Militer rezim Zionis pada hari Selasa dini hari juga membombardir rumah seorang komandan militer Jihad Islam Palestina, Baha Abu al-Ata di Shajaeya.

Serangan di Gaza timur tersebut menyebabkan Baha Abu al-Ata dan istrinya gugur syahid dan tiga lainnya termasuk dua anak-anak terluka.

Menanggapi serangan keji itu, kelompok-kelompok perlawanan Palestina melancarkan operasi rudal berskala besar menargetkan Tel Aviv, Haifa dan distrik Zionis di sekitar Gaza.

Kelompok-kelompok perlawanan Palestina dalam pernyataan terpisah menyatakan bahwa rezim Zionis harus bertanggung jawab atas pembunuhan Abu Al-Ata, dan kejahatan mereka tidak akan dibiarkan begitu saja.
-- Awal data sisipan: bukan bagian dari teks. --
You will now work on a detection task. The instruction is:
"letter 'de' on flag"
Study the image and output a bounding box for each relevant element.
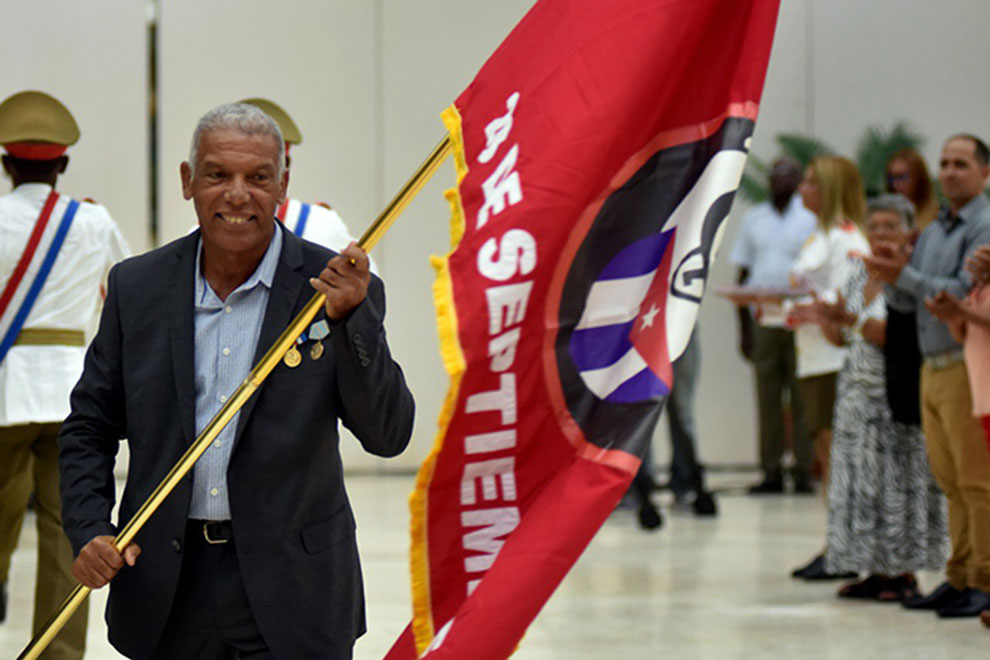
[386,1,780,658]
Brigade al-Quds dalam pernyataan bersama dengan Kataeb al-Mujahidin pada hari Rabu mengumumkan, kota Ashkelon dan Sderot telah dihantam 20 rudal sebagai balasan terhadap Israel.

"Hari ini, Rabu, Brigade al-Quds dan Kataeb al-Mujahidin menembakkan 20 rudal ke dua kota Zionis. Rudal-rudal itu tepat mengenai sasaran, namun sebagaimana biasanya, Israel tidak mempublikasikan kerugian dan korban jiwa serangan tersebut," kata pernyataan itu.

Jihad Islam Palestina mengaku bertanggung jawab atas serangan rudal ke Ashkelon dan Sderot, dan menyebutnya sebagai balasan atas teror terhadap Baha Abu Al Ata, dan upaya teror atas Akram Al Ajouri di Damaskus serta berbagai kejahatan Israel.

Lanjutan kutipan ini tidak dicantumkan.